Minha opinião como leiga? Intuitivamente, isto faz sentido, mas os estudos que existem não são fortes o suficiente para provar isso. Enquanto parece razoável dizer, “Quanto mais espesso for o útero, é menos provável que ele se rompa”, como poderemos saber o que é “espesso o suficiente”? Há vários estudos que focam na medição da espessura uterina via ultrassonografia em mulheres com cesáreas anteriores, dez dos quais estão listados abaixo, mas nenhum deles é forte o suficiente para tornar qualquer decisão definitiva.
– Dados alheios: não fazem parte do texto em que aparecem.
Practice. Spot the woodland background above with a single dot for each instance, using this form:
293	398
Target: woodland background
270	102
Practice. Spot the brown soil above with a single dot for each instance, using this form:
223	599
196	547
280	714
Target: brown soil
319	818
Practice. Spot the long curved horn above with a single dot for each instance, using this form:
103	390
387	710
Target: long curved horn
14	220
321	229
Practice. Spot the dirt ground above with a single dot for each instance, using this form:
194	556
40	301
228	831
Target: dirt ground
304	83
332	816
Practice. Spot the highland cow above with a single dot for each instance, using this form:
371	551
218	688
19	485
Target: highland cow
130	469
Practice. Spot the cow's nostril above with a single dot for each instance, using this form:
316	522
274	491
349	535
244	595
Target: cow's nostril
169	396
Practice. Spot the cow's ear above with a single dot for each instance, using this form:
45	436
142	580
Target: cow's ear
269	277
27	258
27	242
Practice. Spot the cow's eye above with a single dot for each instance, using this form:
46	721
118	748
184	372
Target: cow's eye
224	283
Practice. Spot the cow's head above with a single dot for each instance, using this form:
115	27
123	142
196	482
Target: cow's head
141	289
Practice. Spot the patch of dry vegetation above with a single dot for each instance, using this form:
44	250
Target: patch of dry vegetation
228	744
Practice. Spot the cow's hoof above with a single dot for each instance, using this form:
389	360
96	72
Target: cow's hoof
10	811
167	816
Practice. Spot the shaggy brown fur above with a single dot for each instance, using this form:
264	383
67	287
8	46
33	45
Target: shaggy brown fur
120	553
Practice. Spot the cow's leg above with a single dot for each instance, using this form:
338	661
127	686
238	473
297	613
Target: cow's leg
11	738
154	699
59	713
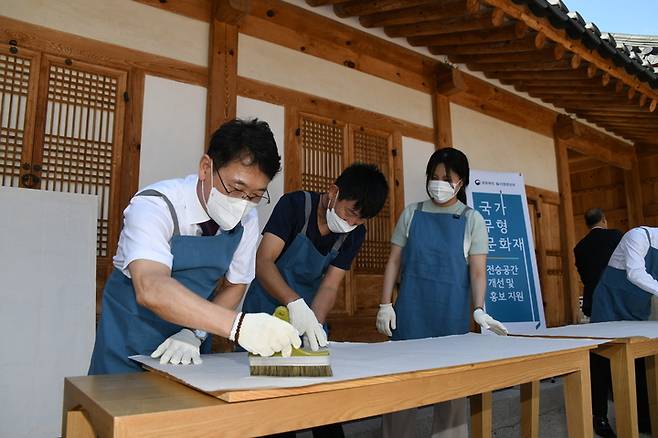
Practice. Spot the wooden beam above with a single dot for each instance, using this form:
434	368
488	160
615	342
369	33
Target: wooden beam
633	188
68	45
567	227
444	9
479	21
528	43
197	9
588	141
541	66
487	36
520	12
356	8
231	11
541	55
223	74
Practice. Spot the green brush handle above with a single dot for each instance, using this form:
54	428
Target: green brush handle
281	312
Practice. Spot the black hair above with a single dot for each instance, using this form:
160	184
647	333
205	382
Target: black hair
455	161
593	216
250	141
365	184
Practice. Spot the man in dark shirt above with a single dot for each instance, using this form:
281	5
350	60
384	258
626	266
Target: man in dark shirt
592	254
308	245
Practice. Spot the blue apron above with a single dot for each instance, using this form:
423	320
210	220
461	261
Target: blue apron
617	299
434	296
127	329
302	267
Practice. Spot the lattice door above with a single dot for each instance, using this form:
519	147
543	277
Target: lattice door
375	148
323	151
19	71
79	129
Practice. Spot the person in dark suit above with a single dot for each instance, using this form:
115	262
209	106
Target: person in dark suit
592	254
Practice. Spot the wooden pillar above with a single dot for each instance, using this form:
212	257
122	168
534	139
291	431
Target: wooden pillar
633	186
442	121
223	62
567	230
448	81
132	139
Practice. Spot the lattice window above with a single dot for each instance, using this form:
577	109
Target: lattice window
78	143
374	148
14	89
322	145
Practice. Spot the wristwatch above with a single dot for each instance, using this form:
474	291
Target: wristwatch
200	335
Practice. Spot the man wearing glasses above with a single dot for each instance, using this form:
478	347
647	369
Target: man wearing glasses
180	238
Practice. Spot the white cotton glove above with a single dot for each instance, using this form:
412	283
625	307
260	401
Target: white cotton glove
304	320
264	334
181	348
488	323
386	319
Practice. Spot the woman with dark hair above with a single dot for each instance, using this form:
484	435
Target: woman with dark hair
439	249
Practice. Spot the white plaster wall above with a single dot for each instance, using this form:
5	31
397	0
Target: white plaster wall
288	68
173	130
274	116
47	315
122	22
415	155
491	144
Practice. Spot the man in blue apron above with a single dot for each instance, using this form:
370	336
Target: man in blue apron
308	244
624	293
181	237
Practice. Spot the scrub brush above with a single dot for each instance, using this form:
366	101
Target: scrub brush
301	363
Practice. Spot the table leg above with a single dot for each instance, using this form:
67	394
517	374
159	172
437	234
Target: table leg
578	402
78	425
622	366
530	410
481	415
652	387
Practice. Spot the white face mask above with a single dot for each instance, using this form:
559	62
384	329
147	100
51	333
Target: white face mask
225	210
441	191
336	223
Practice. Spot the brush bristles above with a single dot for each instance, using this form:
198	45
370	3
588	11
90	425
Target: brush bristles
291	371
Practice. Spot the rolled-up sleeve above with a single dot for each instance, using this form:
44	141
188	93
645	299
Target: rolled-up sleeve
637	247
147	231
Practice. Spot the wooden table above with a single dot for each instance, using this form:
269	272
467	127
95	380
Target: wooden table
622	352
147	404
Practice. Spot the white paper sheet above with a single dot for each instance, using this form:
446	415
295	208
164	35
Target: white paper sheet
47	304
230	371
610	330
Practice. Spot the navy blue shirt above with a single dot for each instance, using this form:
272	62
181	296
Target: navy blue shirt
287	221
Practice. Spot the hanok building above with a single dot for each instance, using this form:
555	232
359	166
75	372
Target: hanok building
104	97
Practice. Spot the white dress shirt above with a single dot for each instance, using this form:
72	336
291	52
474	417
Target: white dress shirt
148	228
629	256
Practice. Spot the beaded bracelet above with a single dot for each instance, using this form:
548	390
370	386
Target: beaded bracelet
237	330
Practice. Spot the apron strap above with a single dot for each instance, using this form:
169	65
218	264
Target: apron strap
464	211
172	210
648	235
307	211
339	242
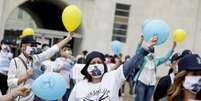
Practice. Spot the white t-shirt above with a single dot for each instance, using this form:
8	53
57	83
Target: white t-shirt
106	90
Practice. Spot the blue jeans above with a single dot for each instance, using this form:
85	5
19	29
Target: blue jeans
143	92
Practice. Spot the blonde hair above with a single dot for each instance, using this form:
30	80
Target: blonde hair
175	93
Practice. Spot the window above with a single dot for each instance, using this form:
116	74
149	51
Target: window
120	22
20	14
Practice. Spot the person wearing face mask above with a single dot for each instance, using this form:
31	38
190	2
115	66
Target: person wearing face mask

Quando olhamos para algo como a ruptura uterina, que acontece em cerca de meio por cento das vezes, precisamos incluir milhares de objetos de teste para podermos obter uma avaliação precisa da frequência dessa ocorrência. E, simplesmente, não encontramos isto aqui. Estes são estudos preliminares interessantes que deveriam ser duplicados utilizando-se milhares de mulheres. Se existe algum jeito de prever com precisão quais cicatrizes sofrerão ruptura, esta é uma informação muito importante para se ter em mãos, mas atualmente as evidências disponíveis são insuficientes.